Now that I have my own daughter, there are definitely times I think, Why do I have a job? Sometimes I fantasize about staying home with Ramona all day, so that I don’t miss a thing in this amazing 2-year-old’s life. But I’m an artist; I love my job. And I work on projects that inspire me. I feel very, very lucky to be in the position where going to work means I’m feeding myself. As a mother, you have to make sure you do that, because that will nourish your child, too.
I am happy that Ramona has a real, strong, deep connection with me. But it’s difficult to keep this up when I’m making a movie and working 14 hours a day—managing both isn’t easy. So the best I can do is to try to figure it out on a project-by-project basis.

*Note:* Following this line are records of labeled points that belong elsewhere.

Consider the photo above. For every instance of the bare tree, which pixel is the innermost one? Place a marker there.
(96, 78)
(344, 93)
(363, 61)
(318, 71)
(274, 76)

Since Ramona was born, I’ve searched for scripts that justify being away from her all day. Although in the past I may have accepted roles that I found kind of interesting, now the role has to be amazing to be worth being away from my daughter. Lately, when I consider a role, I ask myself: Is this good for my child as well as good for me? Sometimes it’s not. And so what do you do? Do you do it anyway? It’s very difficult for me to say yes to a project if it’s not going to be a good experience for Ramona, too.
She’s in the phase of being very attached to me, and that makes me wonder all the more whether the inconsistency of my job is difficult for her. I think that if she were able to know, for example, that every day after breakfast I will leave for work, and every day after her nap I will be home from work, it would be a lot easier for her.
Instead, I’m here all the time, every day, for long stretches of time, and then I disappear completely for four days. That’s something that her dad [actor Peter Sarsgaard] and I struggle with.
I find that the older Ramona gets, the more comfortable she is when she’s in her own bed, when she has a more consistent schedule and when she sees the same people every day. To help her have more consistency, we started her in a preschool program. I’d say I spent all of last fall researching which schools I wanted to apply to for her. I put more energy into that than almost anything I can think of recently.
While her dad was doing a play on Broadway, we had a routine going. We were all home here in Brooklyn, which was really wonderful. But this kind of consistency is fleeting for actors, and I haven’t found balance in my life yet. I’m still struggling to find it. It’s incredibly difficult. I continue to make lots of sacrifices to make sure my daughter feels comfortable, or at least as comfortable as she can. But I can’t and don’t pretend I have it down.
One huge help has been my mother. She came to take care of Ramona while I worked on a movie recently. She stayed for a couple of weeks, and she was unbelievable, an absolute lifesaver. She told me: “I want to give you something I never had. I want to give you the luxury of knowing that your child is absolutely safe and being cared for and loved so that you can go do what you need to do and be totally free.” She gave me that for that couple of weeks, and I needed it so badly. I needed to go and do something for myself.
It’s important for children to know that their parents are fulfilled, expressing themselves and happy in their own lives. I want to give my daughter the same gift that my mom and my grandmother gave to me, which is the knowledge that, as a woman, I can do anything professionally and personally. I have everything open to me. But that doesn’t mean it’s going to be easy.”